Case ID: f-appx_669/html/0531-01.html
Source: Caselaw Access Project
Author: {"author": "PER CURIAM:", "license": "Public Domain", "url": "https://static.case.law/"}
Date Created: 2024-08-24T03:29:51.129683

TOKYO GWINNETT, LLC, d.b.a. Tokyo Valentino, Plaintiff-Appellant, v. GWINNETT COUNTY, GEORGIA, Defendant-Appellee.
    No. 16-11086 Non-Argument Calendar
    United States Court of Appeals, Eleventh Circuit.
    Date Filed: 09/28/2016
    Cary Stephen Wiggins, Wiggins Law Group, ATLANTA, GA, for Plaintiff-Appellant.
    Richard A. Carothers, Amy Bryant Co-wan, Michael E. Hobbs, Carothers & Mitchell, LLC, BUFORD, GA, Duane Dennis Pritchett, Gwinnett County Law Department, LAWRENCEVILLE, GA, for Defendant-Appellee.
    Before ED CARNES, Chief Judge, WILLIAM PRYOR, and FAY, Circuit Judges.
   PER CURIAM:

Tokyo Gwinnett, LLC, doing business as Tokyo Valentino, filed this action in the Northern District of Georgia claiming that certain business licensing and adult entertainment ordinances in Gwinnett County violated its rights under the First Amendment’s Free Speech Clause and the Fourteenth Amendment’s Due Process Clause. It sought damages under 42 U.S.C. § 1983, as well as declaratory and injunc-tive relief.

While this action was pending in the district court, Gwinnett County replaced the challenged ordinances with a substantially revised set of ordinances. It then moved the district court to dismiss Tokyo Valentino’s complaint as moot because of the new ordinances. Tokyo Valentino opposed that motion and separately moved for leave to file a second amended complaint challenging both the original ordinances and the revised ones. The district court granted the County’s motion and denied Tokyo Valentino’s motion. Here is the entirety of its orders:

This is an action seeking to enjoin Gwin-nett County’s adult entertainment ordinance. It is before the Court on the Defendant’s Motion to Dismiss and Suggestion of Mootness [Doc. 19]. The ordinance in effect at the time this action was filed has been repealed and super-ceded. Because there may be a ripeness issue, the Plaintiffs Motion for Leave to File Second Amended Complaint [Doc. 22] is DENIED. The Defendant’s Motion to Dismiss [Doc.-19] is GRANTED. The case is moot.

Tokyo Valentino appeals those orders and the resulting judgment.
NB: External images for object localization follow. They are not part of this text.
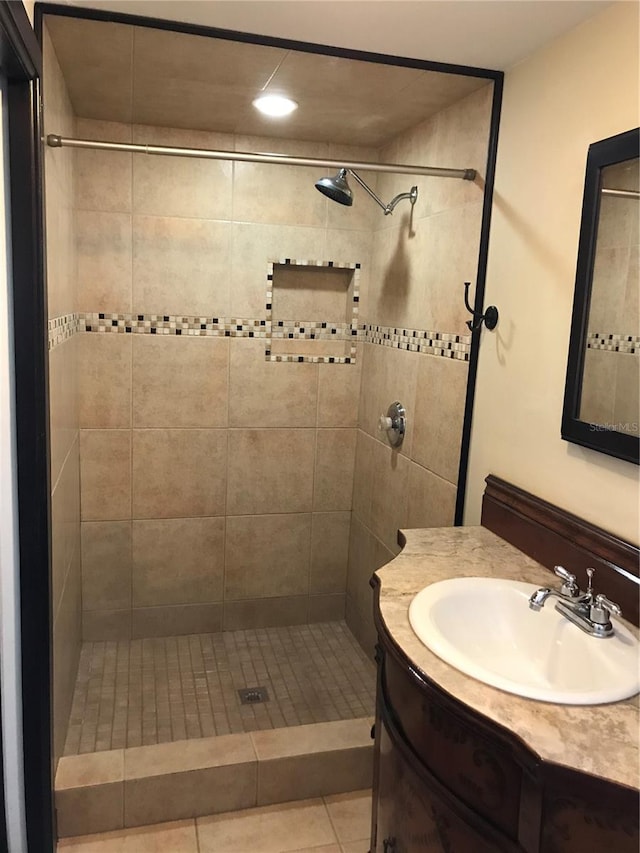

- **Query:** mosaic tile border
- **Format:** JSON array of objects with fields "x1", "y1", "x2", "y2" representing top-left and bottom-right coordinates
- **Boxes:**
[
  {"x1": 362, "y1": 324, "x2": 471, "y2": 361},
  {"x1": 48, "y1": 312, "x2": 80, "y2": 350},
  {"x1": 587, "y1": 332, "x2": 639, "y2": 355},
  {"x1": 48, "y1": 312, "x2": 473, "y2": 363},
  {"x1": 265, "y1": 259, "x2": 360, "y2": 365}
]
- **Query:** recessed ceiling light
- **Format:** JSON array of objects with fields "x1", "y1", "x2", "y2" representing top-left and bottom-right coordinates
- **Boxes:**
[{"x1": 252, "y1": 94, "x2": 298, "y2": 118}]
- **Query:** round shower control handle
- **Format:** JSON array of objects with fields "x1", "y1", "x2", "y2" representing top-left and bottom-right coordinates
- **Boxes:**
[{"x1": 378, "y1": 402, "x2": 406, "y2": 448}]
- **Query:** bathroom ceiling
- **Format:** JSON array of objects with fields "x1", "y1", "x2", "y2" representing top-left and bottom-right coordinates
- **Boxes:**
[
  {"x1": 52, "y1": 0, "x2": 614, "y2": 73},
  {"x1": 44, "y1": 14, "x2": 488, "y2": 148}
]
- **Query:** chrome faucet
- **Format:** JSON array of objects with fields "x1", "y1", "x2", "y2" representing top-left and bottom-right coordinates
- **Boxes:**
[{"x1": 529, "y1": 566, "x2": 622, "y2": 638}]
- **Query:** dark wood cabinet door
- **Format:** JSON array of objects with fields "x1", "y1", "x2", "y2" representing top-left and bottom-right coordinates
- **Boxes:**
[{"x1": 374, "y1": 714, "x2": 517, "y2": 853}]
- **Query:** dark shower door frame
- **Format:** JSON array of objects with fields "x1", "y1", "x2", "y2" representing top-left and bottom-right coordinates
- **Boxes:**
[
  {"x1": 0, "y1": 1, "x2": 52, "y2": 851},
  {"x1": 19, "y1": 3, "x2": 504, "y2": 850}
]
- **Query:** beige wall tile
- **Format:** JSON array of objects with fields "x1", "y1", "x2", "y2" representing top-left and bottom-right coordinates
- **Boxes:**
[
  {"x1": 614, "y1": 352, "x2": 640, "y2": 430},
  {"x1": 310, "y1": 511, "x2": 351, "y2": 595},
  {"x1": 83, "y1": 609, "x2": 131, "y2": 642},
  {"x1": 324, "y1": 789, "x2": 372, "y2": 843},
  {"x1": 81, "y1": 521, "x2": 132, "y2": 611},
  {"x1": 133, "y1": 215, "x2": 231, "y2": 316},
  {"x1": 256, "y1": 748, "x2": 373, "y2": 806},
  {"x1": 51, "y1": 438, "x2": 80, "y2": 617},
  {"x1": 223, "y1": 596, "x2": 310, "y2": 631},
  {"x1": 225, "y1": 514, "x2": 311, "y2": 600},
  {"x1": 580, "y1": 348, "x2": 616, "y2": 426},
  {"x1": 75, "y1": 119, "x2": 132, "y2": 214},
  {"x1": 132, "y1": 429, "x2": 226, "y2": 518},
  {"x1": 368, "y1": 221, "x2": 427, "y2": 331},
  {"x1": 357, "y1": 343, "x2": 418, "y2": 457},
  {"x1": 124, "y1": 762, "x2": 256, "y2": 827},
  {"x1": 132, "y1": 517, "x2": 224, "y2": 606},
  {"x1": 233, "y1": 158, "x2": 327, "y2": 229},
  {"x1": 80, "y1": 430, "x2": 131, "y2": 521},
  {"x1": 131, "y1": 603, "x2": 222, "y2": 639},
  {"x1": 79, "y1": 333, "x2": 132, "y2": 429},
  {"x1": 430, "y1": 84, "x2": 492, "y2": 214},
  {"x1": 226, "y1": 429, "x2": 314, "y2": 515},
  {"x1": 369, "y1": 443, "x2": 410, "y2": 553},
  {"x1": 196, "y1": 798, "x2": 336, "y2": 853},
  {"x1": 313, "y1": 429, "x2": 356, "y2": 512},
  {"x1": 76, "y1": 211, "x2": 132, "y2": 313},
  {"x1": 229, "y1": 222, "x2": 329, "y2": 318},
  {"x1": 417, "y1": 203, "x2": 483, "y2": 335},
  {"x1": 132, "y1": 125, "x2": 233, "y2": 220},
  {"x1": 229, "y1": 339, "x2": 318, "y2": 428},
  {"x1": 406, "y1": 463, "x2": 457, "y2": 529},
  {"x1": 56, "y1": 820, "x2": 198, "y2": 852},
  {"x1": 308, "y1": 594, "x2": 345, "y2": 622},
  {"x1": 49, "y1": 338, "x2": 79, "y2": 489},
  {"x1": 317, "y1": 360, "x2": 362, "y2": 428},
  {"x1": 133, "y1": 336, "x2": 229, "y2": 428},
  {"x1": 351, "y1": 430, "x2": 375, "y2": 527},
  {"x1": 345, "y1": 518, "x2": 375, "y2": 623},
  {"x1": 272, "y1": 265, "x2": 354, "y2": 324},
  {"x1": 412, "y1": 355, "x2": 468, "y2": 485}
]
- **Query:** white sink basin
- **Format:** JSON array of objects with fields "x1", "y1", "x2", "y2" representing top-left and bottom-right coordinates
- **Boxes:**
[{"x1": 408, "y1": 577, "x2": 640, "y2": 705}]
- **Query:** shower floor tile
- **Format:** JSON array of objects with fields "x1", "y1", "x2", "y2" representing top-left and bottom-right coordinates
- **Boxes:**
[{"x1": 63, "y1": 620, "x2": 376, "y2": 756}]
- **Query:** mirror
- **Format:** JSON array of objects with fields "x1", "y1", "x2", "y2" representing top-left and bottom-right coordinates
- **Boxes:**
[{"x1": 562, "y1": 127, "x2": 639, "y2": 465}]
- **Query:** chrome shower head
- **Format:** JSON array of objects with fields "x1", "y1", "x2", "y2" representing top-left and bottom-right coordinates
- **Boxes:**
[
  {"x1": 315, "y1": 166, "x2": 418, "y2": 216},
  {"x1": 314, "y1": 168, "x2": 353, "y2": 206}
]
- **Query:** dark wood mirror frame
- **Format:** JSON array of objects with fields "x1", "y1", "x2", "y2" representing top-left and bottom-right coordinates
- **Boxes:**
[{"x1": 561, "y1": 126, "x2": 639, "y2": 465}]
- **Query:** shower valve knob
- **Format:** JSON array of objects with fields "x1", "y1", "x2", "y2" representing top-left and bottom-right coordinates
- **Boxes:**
[{"x1": 378, "y1": 402, "x2": 406, "y2": 448}]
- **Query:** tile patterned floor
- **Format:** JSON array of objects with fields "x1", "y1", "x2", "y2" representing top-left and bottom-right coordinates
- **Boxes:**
[
  {"x1": 57, "y1": 789, "x2": 372, "y2": 852},
  {"x1": 64, "y1": 621, "x2": 376, "y2": 756}
]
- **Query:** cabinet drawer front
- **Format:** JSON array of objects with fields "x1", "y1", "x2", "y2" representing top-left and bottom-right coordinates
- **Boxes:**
[
  {"x1": 381, "y1": 642, "x2": 522, "y2": 839},
  {"x1": 375, "y1": 712, "x2": 517, "y2": 853}
]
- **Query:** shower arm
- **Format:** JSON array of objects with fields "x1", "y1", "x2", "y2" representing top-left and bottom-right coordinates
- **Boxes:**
[{"x1": 348, "y1": 168, "x2": 418, "y2": 216}]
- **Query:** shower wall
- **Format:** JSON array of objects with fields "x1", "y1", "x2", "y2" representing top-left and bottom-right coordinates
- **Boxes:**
[
  {"x1": 346, "y1": 84, "x2": 493, "y2": 652},
  {"x1": 76, "y1": 118, "x2": 376, "y2": 640},
  {"x1": 43, "y1": 25, "x2": 81, "y2": 763}
]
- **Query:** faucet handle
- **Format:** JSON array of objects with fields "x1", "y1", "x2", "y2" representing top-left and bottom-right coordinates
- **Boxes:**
[
  {"x1": 553, "y1": 565, "x2": 579, "y2": 596},
  {"x1": 594, "y1": 593, "x2": 622, "y2": 617}
]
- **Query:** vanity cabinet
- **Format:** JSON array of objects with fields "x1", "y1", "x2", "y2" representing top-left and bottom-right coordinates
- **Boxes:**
[{"x1": 370, "y1": 594, "x2": 639, "y2": 853}]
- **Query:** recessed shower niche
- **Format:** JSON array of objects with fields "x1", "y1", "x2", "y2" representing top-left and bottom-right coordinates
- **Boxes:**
[{"x1": 266, "y1": 259, "x2": 360, "y2": 362}]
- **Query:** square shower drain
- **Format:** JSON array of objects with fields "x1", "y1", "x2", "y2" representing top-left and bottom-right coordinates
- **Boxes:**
[{"x1": 238, "y1": 686, "x2": 270, "y2": 705}]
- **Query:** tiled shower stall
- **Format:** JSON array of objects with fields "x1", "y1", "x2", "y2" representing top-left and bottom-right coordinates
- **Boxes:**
[{"x1": 43, "y1": 15, "x2": 493, "y2": 771}]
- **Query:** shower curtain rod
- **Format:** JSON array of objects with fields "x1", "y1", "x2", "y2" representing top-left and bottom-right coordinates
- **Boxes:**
[
  {"x1": 45, "y1": 134, "x2": 477, "y2": 181},
  {"x1": 601, "y1": 187, "x2": 640, "y2": 199}
]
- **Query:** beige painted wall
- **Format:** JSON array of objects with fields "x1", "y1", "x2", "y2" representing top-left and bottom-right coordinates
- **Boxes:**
[
  {"x1": 465, "y1": 2, "x2": 640, "y2": 545},
  {"x1": 22, "y1": 0, "x2": 34, "y2": 26}
]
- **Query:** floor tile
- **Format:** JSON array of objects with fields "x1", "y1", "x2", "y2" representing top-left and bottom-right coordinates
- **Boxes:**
[
  {"x1": 57, "y1": 819, "x2": 197, "y2": 851},
  {"x1": 64, "y1": 621, "x2": 376, "y2": 755},
  {"x1": 325, "y1": 790, "x2": 372, "y2": 843},
  {"x1": 196, "y1": 798, "x2": 337, "y2": 852}
]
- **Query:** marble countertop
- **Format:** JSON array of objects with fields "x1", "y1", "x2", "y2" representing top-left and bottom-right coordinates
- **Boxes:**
[{"x1": 374, "y1": 525, "x2": 639, "y2": 790}]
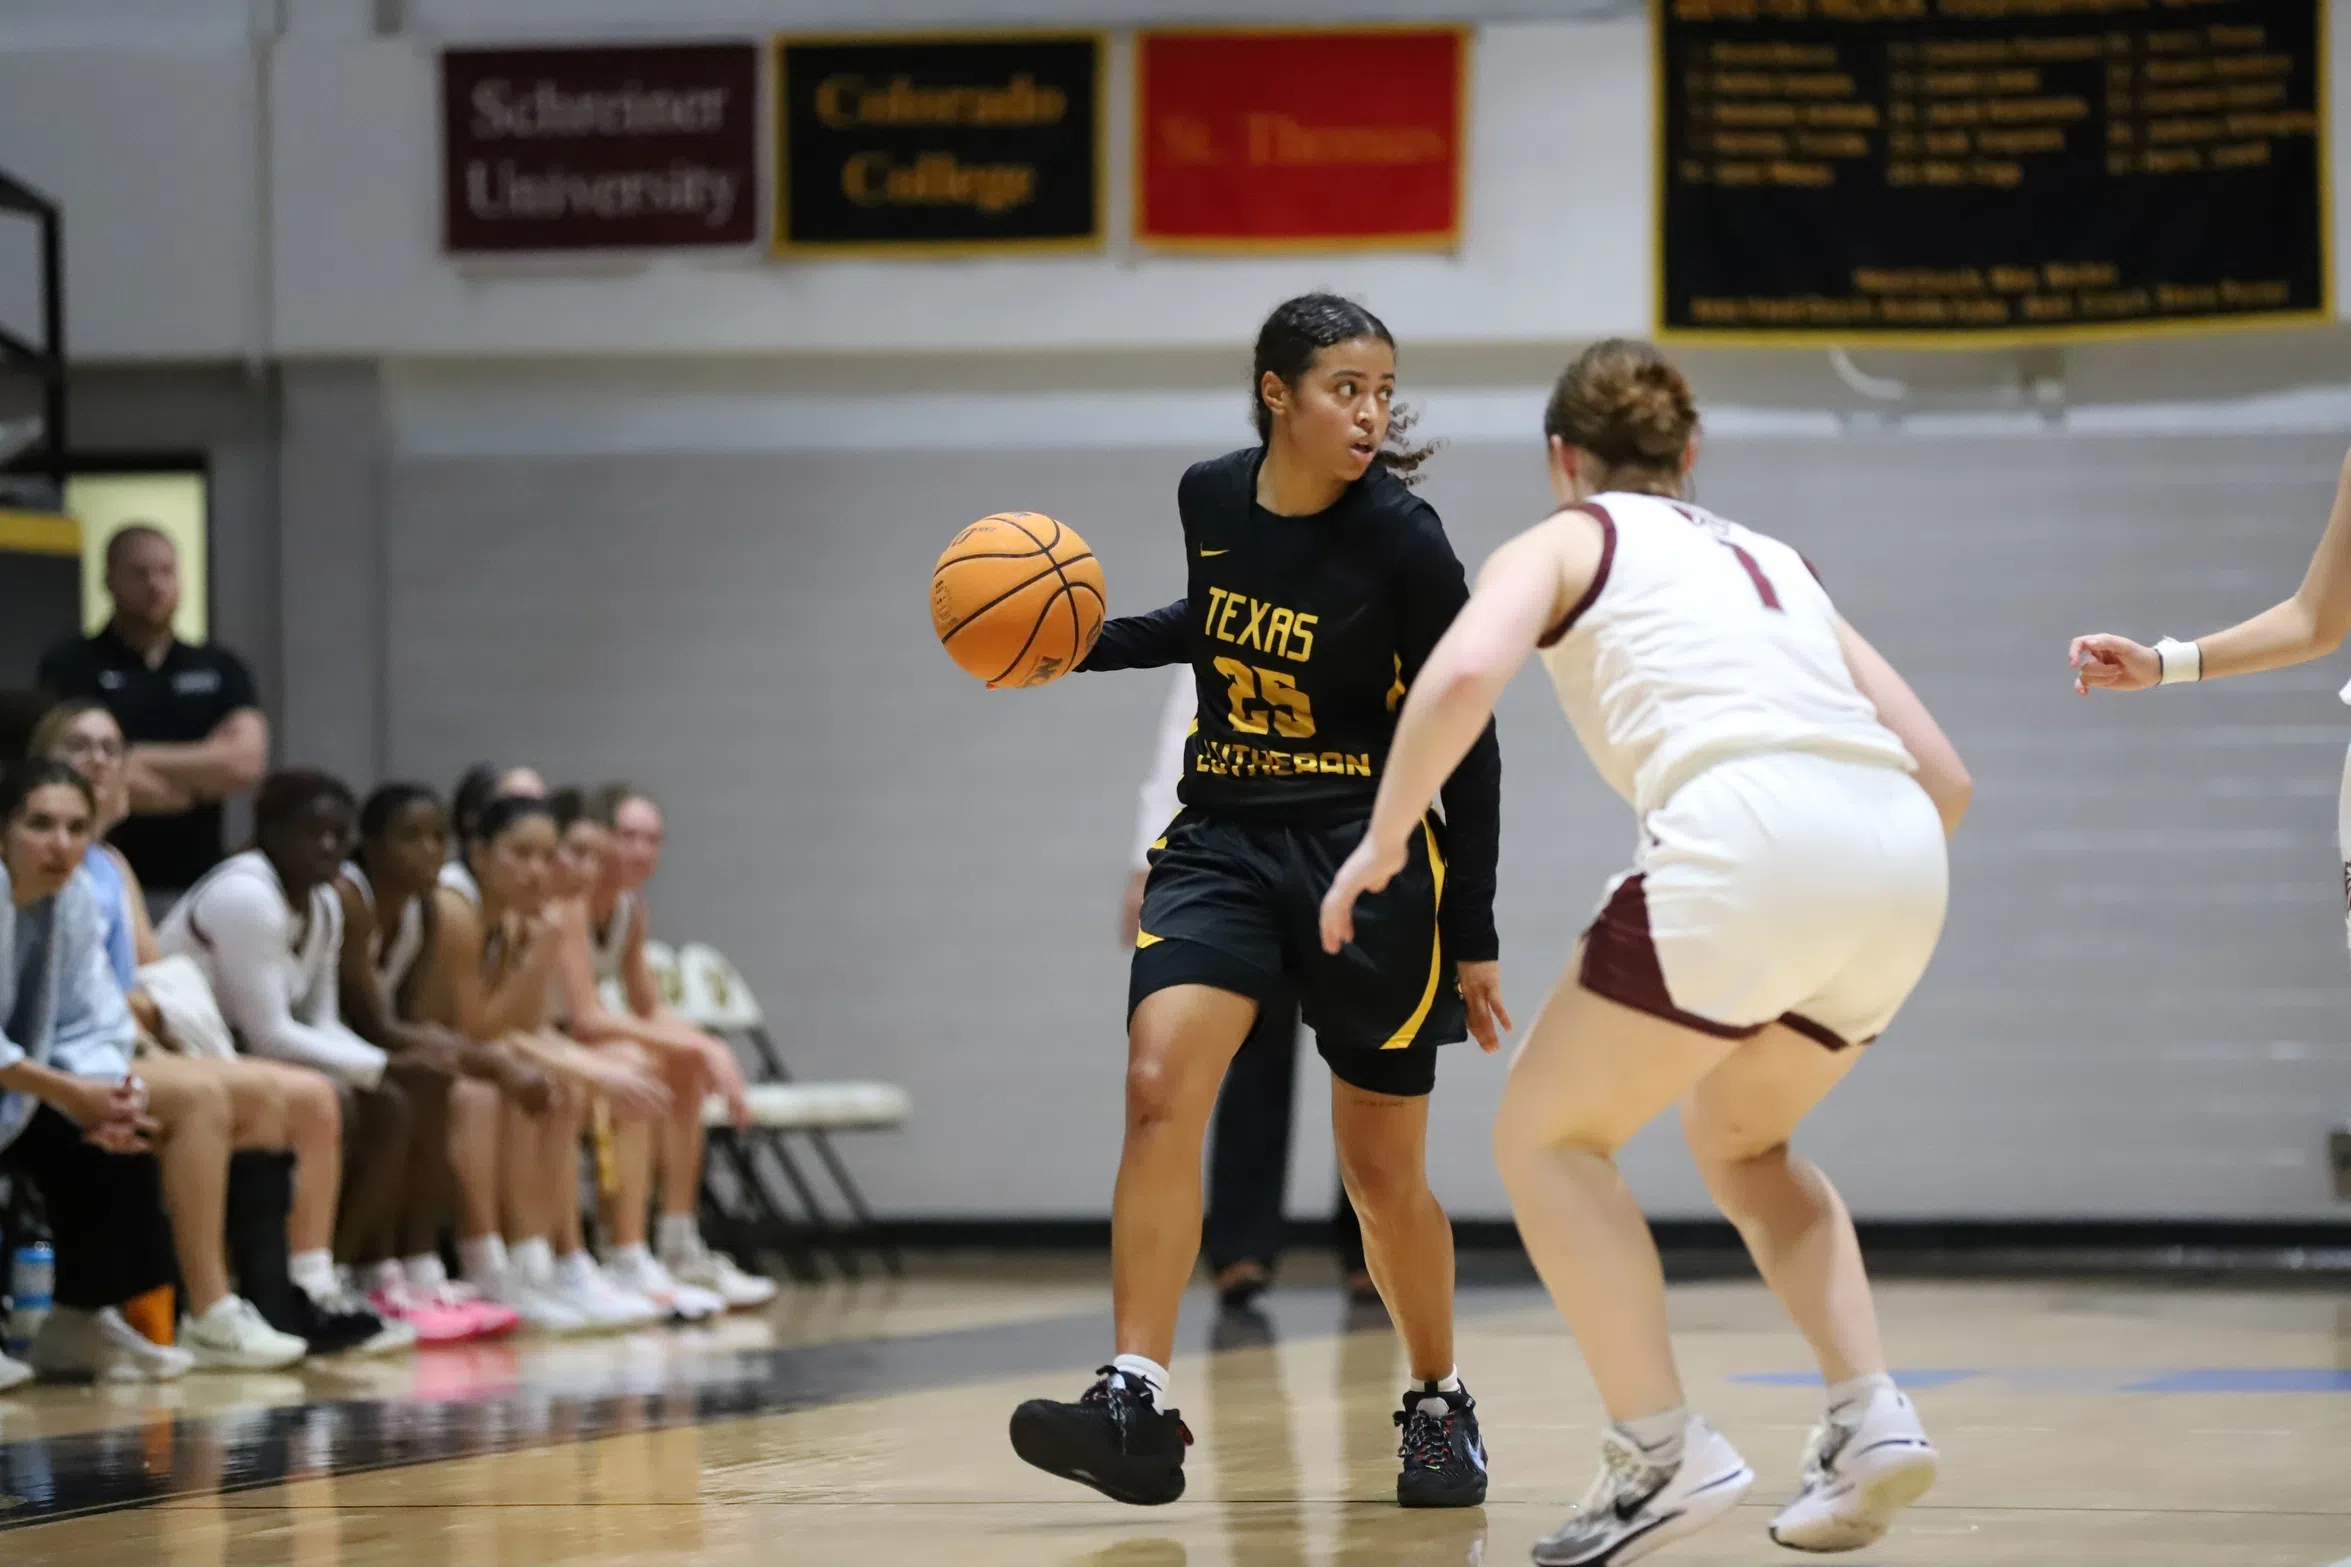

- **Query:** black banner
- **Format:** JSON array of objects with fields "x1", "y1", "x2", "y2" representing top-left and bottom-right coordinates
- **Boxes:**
[
  {"x1": 1658, "y1": 0, "x2": 2328, "y2": 344},
  {"x1": 774, "y1": 34, "x2": 1102, "y2": 255}
]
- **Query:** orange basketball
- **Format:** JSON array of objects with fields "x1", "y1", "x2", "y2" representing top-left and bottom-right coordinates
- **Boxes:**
[{"x1": 930, "y1": 512, "x2": 1107, "y2": 688}]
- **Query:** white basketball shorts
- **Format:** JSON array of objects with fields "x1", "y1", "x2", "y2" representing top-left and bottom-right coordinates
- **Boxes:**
[{"x1": 1581, "y1": 750, "x2": 1949, "y2": 1048}]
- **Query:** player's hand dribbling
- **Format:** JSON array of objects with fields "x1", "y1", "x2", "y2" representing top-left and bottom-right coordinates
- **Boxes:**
[
  {"x1": 1319, "y1": 832, "x2": 1408, "y2": 954},
  {"x1": 2068, "y1": 634, "x2": 2159, "y2": 695},
  {"x1": 1455, "y1": 960, "x2": 1512, "y2": 1053}
]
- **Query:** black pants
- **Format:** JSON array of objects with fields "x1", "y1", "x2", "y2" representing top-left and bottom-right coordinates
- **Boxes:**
[
  {"x1": 0, "y1": 1105, "x2": 177, "y2": 1310},
  {"x1": 1203, "y1": 989, "x2": 1365, "y2": 1278}
]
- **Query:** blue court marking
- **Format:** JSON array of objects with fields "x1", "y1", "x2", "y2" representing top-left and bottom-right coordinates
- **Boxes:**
[
  {"x1": 1729, "y1": 1370, "x2": 1986, "y2": 1389},
  {"x1": 2120, "y1": 1369, "x2": 2351, "y2": 1394},
  {"x1": 1732, "y1": 1368, "x2": 2351, "y2": 1394}
]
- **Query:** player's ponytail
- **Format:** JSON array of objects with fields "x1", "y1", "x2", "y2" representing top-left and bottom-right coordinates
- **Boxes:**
[
  {"x1": 1543, "y1": 338, "x2": 1699, "y2": 492},
  {"x1": 1251, "y1": 293, "x2": 1436, "y2": 484}
]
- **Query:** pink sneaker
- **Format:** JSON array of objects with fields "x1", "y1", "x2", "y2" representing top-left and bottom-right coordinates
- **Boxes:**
[
  {"x1": 439, "y1": 1284, "x2": 521, "y2": 1341},
  {"x1": 370, "y1": 1285, "x2": 481, "y2": 1345}
]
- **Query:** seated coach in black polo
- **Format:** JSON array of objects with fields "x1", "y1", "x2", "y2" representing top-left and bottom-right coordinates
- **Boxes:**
[{"x1": 37, "y1": 525, "x2": 268, "y2": 899}]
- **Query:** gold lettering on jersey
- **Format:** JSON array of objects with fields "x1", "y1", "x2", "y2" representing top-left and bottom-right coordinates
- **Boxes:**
[
  {"x1": 1237, "y1": 597, "x2": 1272, "y2": 650},
  {"x1": 1202, "y1": 589, "x2": 1318, "y2": 663},
  {"x1": 1193, "y1": 736, "x2": 1371, "y2": 779}
]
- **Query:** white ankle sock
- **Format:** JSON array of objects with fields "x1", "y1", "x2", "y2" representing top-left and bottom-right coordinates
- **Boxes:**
[
  {"x1": 289, "y1": 1248, "x2": 339, "y2": 1302},
  {"x1": 656, "y1": 1214, "x2": 699, "y2": 1256},
  {"x1": 1110, "y1": 1353, "x2": 1170, "y2": 1403},
  {"x1": 405, "y1": 1253, "x2": 450, "y2": 1291},
  {"x1": 510, "y1": 1236, "x2": 556, "y2": 1286},
  {"x1": 369, "y1": 1259, "x2": 407, "y2": 1295},
  {"x1": 1825, "y1": 1371, "x2": 1897, "y2": 1414},
  {"x1": 611, "y1": 1242, "x2": 652, "y2": 1269},
  {"x1": 1408, "y1": 1367, "x2": 1466, "y2": 1415},
  {"x1": 556, "y1": 1250, "x2": 600, "y2": 1289},
  {"x1": 459, "y1": 1235, "x2": 507, "y2": 1286},
  {"x1": 1615, "y1": 1406, "x2": 1690, "y2": 1463}
]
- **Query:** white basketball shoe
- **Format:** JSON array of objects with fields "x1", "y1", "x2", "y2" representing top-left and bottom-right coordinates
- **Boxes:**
[
  {"x1": 1532, "y1": 1415, "x2": 1754, "y2": 1565},
  {"x1": 1768, "y1": 1383, "x2": 1938, "y2": 1552}
]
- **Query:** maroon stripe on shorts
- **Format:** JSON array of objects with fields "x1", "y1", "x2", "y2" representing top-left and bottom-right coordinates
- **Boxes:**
[
  {"x1": 1579, "y1": 873, "x2": 1764, "y2": 1041},
  {"x1": 1777, "y1": 1011, "x2": 1854, "y2": 1052},
  {"x1": 1537, "y1": 501, "x2": 1618, "y2": 649}
]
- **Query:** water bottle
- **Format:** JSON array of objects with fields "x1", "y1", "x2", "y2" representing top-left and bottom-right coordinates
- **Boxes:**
[{"x1": 6, "y1": 1242, "x2": 54, "y2": 1357}]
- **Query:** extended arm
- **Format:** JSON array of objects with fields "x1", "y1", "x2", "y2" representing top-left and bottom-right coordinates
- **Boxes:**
[
  {"x1": 1078, "y1": 600, "x2": 1190, "y2": 672},
  {"x1": 1393, "y1": 523, "x2": 1504, "y2": 964},
  {"x1": 2073, "y1": 445, "x2": 2351, "y2": 690}
]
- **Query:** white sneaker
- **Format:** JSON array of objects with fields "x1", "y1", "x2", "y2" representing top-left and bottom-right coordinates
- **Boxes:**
[
  {"x1": 603, "y1": 1249, "x2": 724, "y2": 1323},
  {"x1": 554, "y1": 1255, "x2": 663, "y2": 1332},
  {"x1": 1769, "y1": 1385, "x2": 1938, "y2": 1552},
  {"x1": 29, "y1": 1307, "x2": 198, "y2": 1383},
  {"x1": 481, "y1": 1269, "x2": 591, "y2": 1336},
  {"x1": 662, "y1": 1236, "x2": 778, "y2": 1309},
  {"x1": 1533, "y1": 1416, "x2": 1754, "y2": 1566},
  {"x1": 0, "y1": 1351, "x2": 30, "y2": 1392},
  {"x1": 181, "y1": 1296, "x2": 310, "y2": 1372}
]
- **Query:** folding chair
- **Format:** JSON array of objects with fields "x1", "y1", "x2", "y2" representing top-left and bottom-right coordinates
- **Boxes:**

We begin by reviewing the district court’s decision to dismiss this entire action as moot. The rule is that, when a plaintiff challenges the constitutionality of local ordinances, replacement of the ordinances usually moots the plaintiffs claims for prospective relief, see Coral Springs Street Sys., Inc. v. City of Sunrise, 371 F.3d 1320, 1331 n.9 (11th Cir. 2004), but not his claims for damages, see KH Outdoor, L.L.C. v. Clay Cty., 482 F.3d 1299, 1303 (11th Cir. 2007); Crown Media, LLC v. Gwinnett Cty., 380 F.3d 1317, 1325 (11th Cir. 2004); Granite State Outdoor Advert., Inc. v. City of Clearwater, 351 F.3d 1112, 1119 (11th Cir. 2003). That rule means that the district court properly dismissed as moot Tokyo Valentino’s claims for injunc-tive and declaratory relief. It also means, however, that the district court erred in dismissing as moot Tokyo Valentino’s claims for damages. The new ordinances cannot have mooted those damages claims because those claims concern harm that, allegedly, was already caused by the old ordinances.

Additionally, the district court abused its discretion when it denied Tokyo Valentino’s motion for leave to file a second amended complaint. The court did so on the ground that “there may be a ripeness issue.” The bare possibility that a claim is unripe does not support the denial of a motion to file an amended complaint, particularly since Federal Rule of Civil Procedure 15(a)(2) instructs that district courts “should freely give leave [to amend] when justice so requires.”

We express no opinion as to whether the district court ought to dismiss this action on some other ground, such as lack of standing or failure to state a claim. And we express no opinion as to whether this case is unripe for adjudication, or whether there is some other reason that would justify denying Tokyo Valentino’s motion for leave to file an amended complaint. We leave those issues for the district court to decide in the first instance. What we hold today—and all that we hold today—is that Gwinnett County’s new ordinances do not moot all of this action, and that the district court abused its discretion by denying leave to file an amended complaint based on the mere possibility that this action is unripe for review.

VACATED and REMANDED for further proceedings consistent with this opinion.